Pada periode yang sama, jumlah akun konsumen aset kripto di Indonesia mencapai 22,93 juta akun dengan nilai transaksi perdagangan sepanjang 2026 mencapai Rp171,12 triliun. OJK juga memperkenalkan perkembangan ekosistem ITSK, aset kripto, tokenisasi Real-World Assets (RWA), stablecoin, serta peran Regulatory Sandbox OJK dalam memfasilitasi inovasi. OJK menekankan pentingnya masyarakat menggunakan platform yang legal dan berizin serta memahami risiko sebelum melakukan transaksi.
DFL juga menghadirkan panel diskusi bertema “Mengenal Ekosistem ITSK, Kripto, Tokenisasi RWA, dan Stablecoin” dengan narasumber Kepala Grup Inovasi Keuangan Digital OJK Lutfi Alkatiri, Direktur Eksekutif Asosiasi Blockchain Indonesia (ABI) Kirana Soehaimi, dan Anggota Departemen PKA Asosiasi Fintech Indonesia (AFTECH) Riza Mauly Kristanto, dengan moderator dari Politeknik Negeri Batam.

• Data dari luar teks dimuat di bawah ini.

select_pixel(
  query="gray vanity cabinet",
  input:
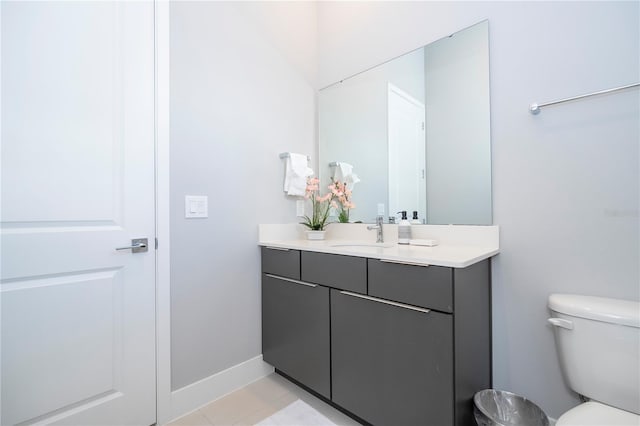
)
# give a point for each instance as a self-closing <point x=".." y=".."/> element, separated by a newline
<point x="393" y="343"/>
<point x="392" y="364"/>
<point x="295" y="324"/>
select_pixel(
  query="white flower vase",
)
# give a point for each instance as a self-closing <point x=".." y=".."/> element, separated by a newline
<point x="315" y="235"/>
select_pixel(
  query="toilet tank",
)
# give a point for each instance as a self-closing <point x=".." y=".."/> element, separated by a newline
<point x="598" y="344"/>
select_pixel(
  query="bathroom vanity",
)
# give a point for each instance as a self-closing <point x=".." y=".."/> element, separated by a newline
<point x="385" y="332"/>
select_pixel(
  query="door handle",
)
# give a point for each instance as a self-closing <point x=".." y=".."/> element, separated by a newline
<point x="138" y="245"/>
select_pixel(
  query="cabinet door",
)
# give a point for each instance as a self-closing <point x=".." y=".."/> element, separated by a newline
<point x="391" y="364"/>
<point x="295" y="330"/>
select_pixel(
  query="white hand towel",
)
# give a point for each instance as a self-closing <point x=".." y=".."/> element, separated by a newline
<point x="296" y="172"/>
<point x="344" y="173"/>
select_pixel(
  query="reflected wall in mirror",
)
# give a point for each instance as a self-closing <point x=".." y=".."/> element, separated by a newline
<point x="416" y="130"/>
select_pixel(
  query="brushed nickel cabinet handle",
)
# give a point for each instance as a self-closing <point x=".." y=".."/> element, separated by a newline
<point x="386" y="302"/>
<point x="290" y="280"/>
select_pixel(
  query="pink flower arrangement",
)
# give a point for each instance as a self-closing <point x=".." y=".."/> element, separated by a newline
<point x="344" y="203"/>
<point x="320" y="205"/>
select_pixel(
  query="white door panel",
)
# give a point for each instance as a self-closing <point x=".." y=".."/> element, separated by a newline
<point x="406" y="140"/>
<point x="78" y="317"/>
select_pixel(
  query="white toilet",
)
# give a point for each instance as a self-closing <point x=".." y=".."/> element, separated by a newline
<point x="598" y="343"/>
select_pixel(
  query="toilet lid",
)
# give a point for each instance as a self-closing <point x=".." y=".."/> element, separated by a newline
<point x="596" y="414"/>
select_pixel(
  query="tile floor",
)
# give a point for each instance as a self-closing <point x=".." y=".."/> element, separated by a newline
<point x="257" y="401"/>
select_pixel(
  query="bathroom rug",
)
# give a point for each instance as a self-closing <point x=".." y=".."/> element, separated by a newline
<point x="298" y="413"/>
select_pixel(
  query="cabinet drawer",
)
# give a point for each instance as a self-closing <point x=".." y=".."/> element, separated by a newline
<point x="282" y="262"/>
<point x="332" y="270"/>
<point x="426" y="286"/>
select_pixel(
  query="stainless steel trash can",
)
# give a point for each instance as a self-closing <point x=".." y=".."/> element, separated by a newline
<point x="501" y="408"/>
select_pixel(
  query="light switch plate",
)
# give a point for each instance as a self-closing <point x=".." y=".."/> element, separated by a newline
<point x="196" y="206"/>
<point x="300" y="208"/>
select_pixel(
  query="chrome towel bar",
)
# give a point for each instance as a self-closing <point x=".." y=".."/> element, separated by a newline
<point x="535" y="108"/>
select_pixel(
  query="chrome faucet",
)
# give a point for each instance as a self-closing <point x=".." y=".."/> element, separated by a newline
<point x="378" y="227"/>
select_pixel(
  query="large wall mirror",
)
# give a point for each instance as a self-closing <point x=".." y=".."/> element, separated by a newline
<point x="416" y="130"/>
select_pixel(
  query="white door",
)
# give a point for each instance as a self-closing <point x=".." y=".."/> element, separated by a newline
<point x="406" y="135"/>
<point x="78" y="317"/>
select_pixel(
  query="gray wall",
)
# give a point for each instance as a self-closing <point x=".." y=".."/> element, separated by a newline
<point x="240" y="95"/>
<point x="566" y="182"/>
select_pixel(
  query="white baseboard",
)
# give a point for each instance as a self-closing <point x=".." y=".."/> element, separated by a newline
<point x="200" y="393"/>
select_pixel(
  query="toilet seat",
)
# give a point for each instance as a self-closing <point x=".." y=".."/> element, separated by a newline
<point x="597" y="414"/>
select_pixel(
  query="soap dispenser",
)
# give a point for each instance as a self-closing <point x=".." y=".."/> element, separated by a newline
<point x="404" y="229"/>
<point x="415" y="220"/>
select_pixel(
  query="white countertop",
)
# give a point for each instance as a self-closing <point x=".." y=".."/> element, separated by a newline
<point x="453" y="250"/>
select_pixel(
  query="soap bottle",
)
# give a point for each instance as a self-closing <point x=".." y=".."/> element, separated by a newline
<point x="404" y="229"/>
<point x="415" y="220"/>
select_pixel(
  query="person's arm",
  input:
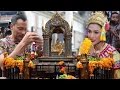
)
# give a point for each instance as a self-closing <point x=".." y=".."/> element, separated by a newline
<point x="116" y="57"/>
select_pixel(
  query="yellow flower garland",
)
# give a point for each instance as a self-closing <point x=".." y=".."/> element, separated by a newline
<point x="11" y="63"/>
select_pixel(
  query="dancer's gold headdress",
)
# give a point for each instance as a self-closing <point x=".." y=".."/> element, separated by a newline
<point x="99" y="18"/>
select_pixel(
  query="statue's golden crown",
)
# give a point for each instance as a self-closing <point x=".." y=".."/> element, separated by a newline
<point x="97" y="17"/>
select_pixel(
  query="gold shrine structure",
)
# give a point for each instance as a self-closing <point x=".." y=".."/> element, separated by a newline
<point x="61" y="50"/>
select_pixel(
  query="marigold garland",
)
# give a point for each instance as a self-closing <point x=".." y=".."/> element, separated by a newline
<point x="11" y="63"/>
<point x="85" y="46"/>
<point x="103" y="63"/>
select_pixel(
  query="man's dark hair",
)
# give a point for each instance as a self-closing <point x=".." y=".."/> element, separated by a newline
<point x="19" y="15"/>
<point x="114" y="13"/>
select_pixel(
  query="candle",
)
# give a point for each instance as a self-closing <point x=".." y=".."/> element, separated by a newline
<point x="43" y="23"/>
<point x="72" y="23"/>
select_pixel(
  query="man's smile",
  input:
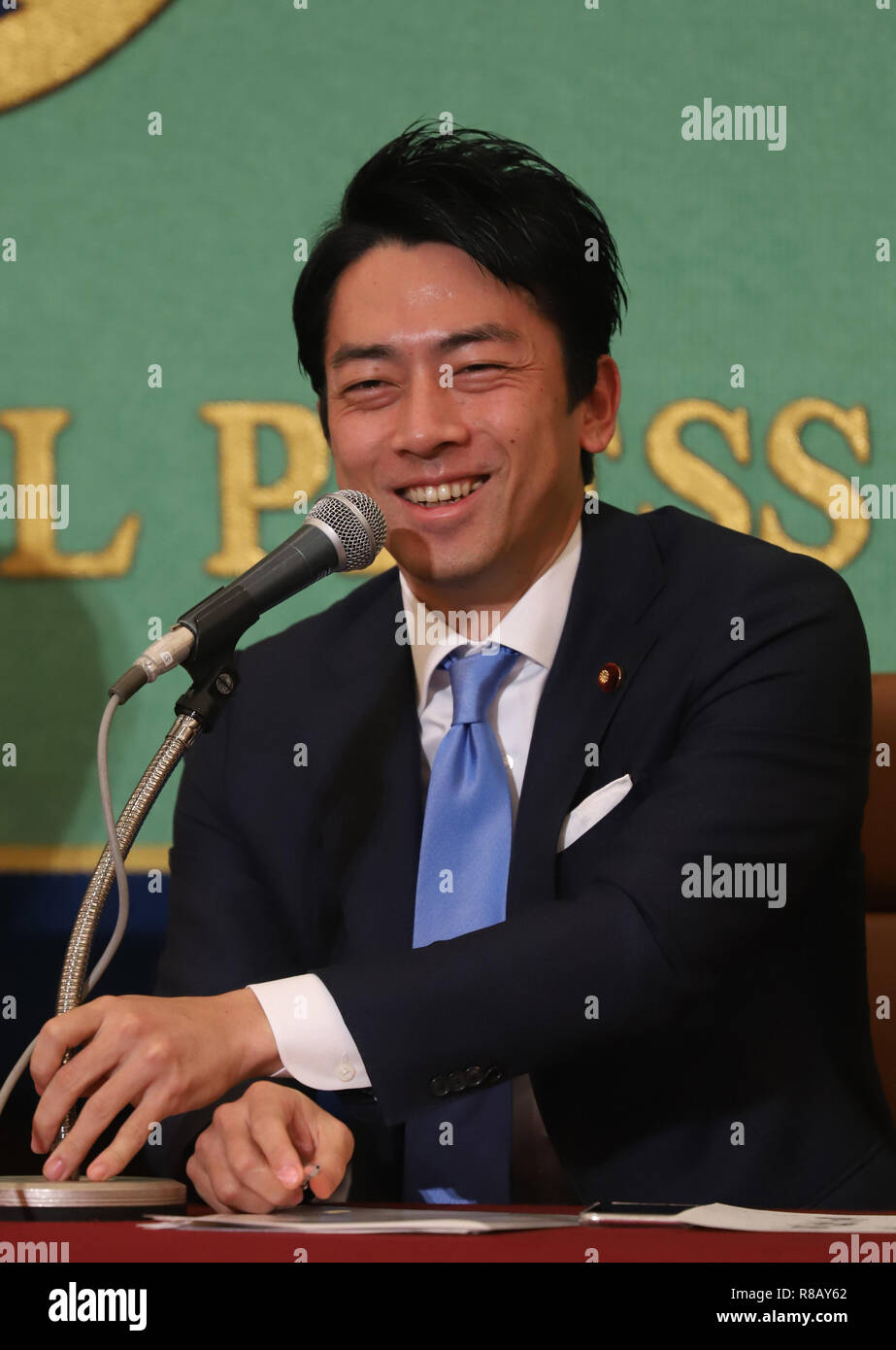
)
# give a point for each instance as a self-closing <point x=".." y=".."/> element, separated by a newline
<point x="446" y="498"/>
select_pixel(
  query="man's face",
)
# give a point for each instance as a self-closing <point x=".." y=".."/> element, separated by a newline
<point x="438" y="405"/>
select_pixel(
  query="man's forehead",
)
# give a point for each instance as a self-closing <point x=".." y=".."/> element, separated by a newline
<point x="435" y="338"/>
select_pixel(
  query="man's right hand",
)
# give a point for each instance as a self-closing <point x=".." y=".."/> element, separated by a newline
<point x="252" y="1156"/>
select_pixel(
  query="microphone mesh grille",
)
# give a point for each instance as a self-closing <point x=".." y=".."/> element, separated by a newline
<point x="356" y="520"/>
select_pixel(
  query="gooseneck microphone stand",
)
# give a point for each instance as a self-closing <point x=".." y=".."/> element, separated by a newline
<point x="34" y="1198"/>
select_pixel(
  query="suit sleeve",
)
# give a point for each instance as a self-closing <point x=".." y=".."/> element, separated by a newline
<point x="211" y="947"/>
<point x="770" y="765"/>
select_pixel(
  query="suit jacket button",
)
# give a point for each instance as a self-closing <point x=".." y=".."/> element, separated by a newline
<point x="609" y="677"/>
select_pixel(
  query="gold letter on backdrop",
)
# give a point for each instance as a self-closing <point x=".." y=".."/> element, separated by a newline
<point x="35" y="553"/>
<point x="690" y="475"/>
<point x="242" y="494"/>
<point x="813" y="481"/>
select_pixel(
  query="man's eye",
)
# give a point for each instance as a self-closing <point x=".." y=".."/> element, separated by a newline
<point x="371" y="384"/>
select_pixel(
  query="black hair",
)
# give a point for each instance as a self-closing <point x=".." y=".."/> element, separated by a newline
<point x="504" y="205"/>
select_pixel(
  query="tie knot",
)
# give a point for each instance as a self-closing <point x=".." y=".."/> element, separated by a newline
<point x="474" y="681"/>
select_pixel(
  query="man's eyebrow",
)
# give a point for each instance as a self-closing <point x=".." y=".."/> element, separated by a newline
<point x="381" y="352"/>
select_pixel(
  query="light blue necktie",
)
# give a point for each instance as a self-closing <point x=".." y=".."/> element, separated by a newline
<point x="459" y="1150"/>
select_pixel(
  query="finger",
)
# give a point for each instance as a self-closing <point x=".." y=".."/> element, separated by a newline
<point x="121" y="1089"/>
<point x="228" y="1187"/>
<point x="203" y="1184"/>
<point x="335" y="1146"/>
<point x="76" y="1079"/>
<point x="130" y="1139"/>
<point x="286" y="1150"/>
<point x="62" y="1033"/>
<point x="252" y="1169"/>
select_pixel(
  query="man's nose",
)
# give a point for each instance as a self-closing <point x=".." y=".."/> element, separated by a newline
<point x="426" y="415"/>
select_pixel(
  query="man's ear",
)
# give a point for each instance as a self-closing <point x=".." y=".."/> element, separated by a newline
<point x="599" y="408"/>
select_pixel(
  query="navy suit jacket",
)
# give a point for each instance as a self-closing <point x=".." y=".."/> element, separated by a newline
<point x="730" y="1055"/>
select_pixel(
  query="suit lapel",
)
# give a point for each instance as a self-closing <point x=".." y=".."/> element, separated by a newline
<point x="373" y="809"/>
<point x="609" y="622"/>
<point x="371" y="821"/>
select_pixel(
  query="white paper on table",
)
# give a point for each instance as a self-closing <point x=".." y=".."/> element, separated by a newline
<point x="351" y="1219"/>
<point x="758" y="1221"/>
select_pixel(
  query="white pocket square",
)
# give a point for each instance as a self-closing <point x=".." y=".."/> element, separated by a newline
<point x="591" y="810"/>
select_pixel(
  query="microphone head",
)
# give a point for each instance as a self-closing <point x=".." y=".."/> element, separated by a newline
<point x="358" y="522"/>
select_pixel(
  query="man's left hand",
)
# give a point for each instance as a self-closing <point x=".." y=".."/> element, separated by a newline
<point x="159" y="1056"/>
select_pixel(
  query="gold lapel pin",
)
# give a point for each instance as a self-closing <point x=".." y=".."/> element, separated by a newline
<point x="611" y="677"/>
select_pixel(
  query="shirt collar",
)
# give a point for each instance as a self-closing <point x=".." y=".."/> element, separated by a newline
<point x="532" y="626"/>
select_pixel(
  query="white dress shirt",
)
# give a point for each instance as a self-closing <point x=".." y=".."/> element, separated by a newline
<point x="312" y="1038"/>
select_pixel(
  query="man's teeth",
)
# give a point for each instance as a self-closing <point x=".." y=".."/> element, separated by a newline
<point x="432" y="495"/>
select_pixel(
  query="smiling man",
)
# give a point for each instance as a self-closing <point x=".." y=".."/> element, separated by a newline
<point x="453" y="954"/>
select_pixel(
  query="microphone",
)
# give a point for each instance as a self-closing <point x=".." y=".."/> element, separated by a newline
<point x="345" y="530"/>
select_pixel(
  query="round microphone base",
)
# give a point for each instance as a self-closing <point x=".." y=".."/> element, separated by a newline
<point x="119" y="1198"/>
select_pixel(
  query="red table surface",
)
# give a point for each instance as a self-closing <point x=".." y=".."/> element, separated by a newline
<point x="111" y="1241"/>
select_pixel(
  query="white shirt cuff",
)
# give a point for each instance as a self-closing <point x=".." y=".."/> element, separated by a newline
<point x="312" y="1039"/>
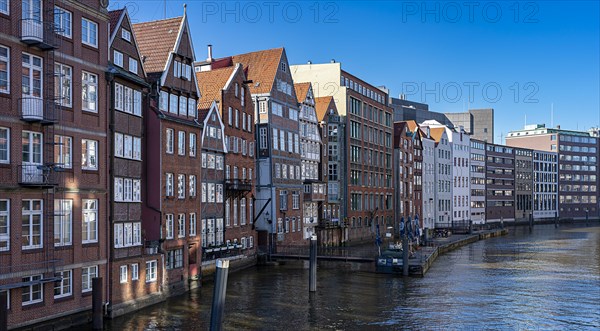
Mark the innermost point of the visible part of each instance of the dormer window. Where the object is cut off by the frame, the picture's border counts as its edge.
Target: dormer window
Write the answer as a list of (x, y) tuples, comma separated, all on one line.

Rangkaian Forum Sinergi mencakup Strategic Focus Group Discussion, Technical Focus Group Discussion, dan Forum Business Matching yang mempertemukan OJK, Pemerintah Provinsi Kepulauan Riau, Bank Indonesia, Kementerian Keuangan, BPD, BPR, BPRS, asosiasi industri, akademisi, dan penyelenggara ITSK.
Forum tersebut membahas potensi ekonomi daerah, kebutuhan pembiayaan, serta peluang pemanfaatan PKA dan PAJK untuk mendukung UMKM, pariwisata, ekonomi kreatif, industri digital, dan perikanan. Melalui forum tersebut, OJK mendorong kolaborasi antarpemangku kepentingan untuk memperkuat ekosistem keuangan dan mengoptimalkan potensi ekonomi Kepulauan Riau.
Pemilihan Batam sebagai lokasi kegiatan mempertimbangkan posisinya sebagai kawasan industri dan free trade zone (FTZ), kedekatannya dengan pusat ekonomi regional, serta potensinya sebagai salah satu pusat pertumbuhan ekonomi digital Indonesia.
Penguatan ekonomi digital di Batam membutuhkan pemanfaatan teknologi dan data untuk memperluas akses pembiayaan serta peningkatan kapasitas masyarakat dan generasi muda agar mampu menjadi pengguna yang cerdas, talenta yang kompeten, dan pencipta nilai dalam ekosistem digital.
OJK akan terus memperkuat sinergi dengan pemerintah daerah, industri, perguruan tinggi, dan pemangku kepentingan lainnya untuk mengoptimalkan pemanfaatan teknologi, data, dan inovasi keuangan. Upaya tersebut diharapkan memperluas akses keuangan, menciptakan nilai tambah, memperkuat pelindungan konsumen, serta mendukung pertumbuhan ekonomi daerah yang inklusif, berkelanjutan, dan berdaya saing.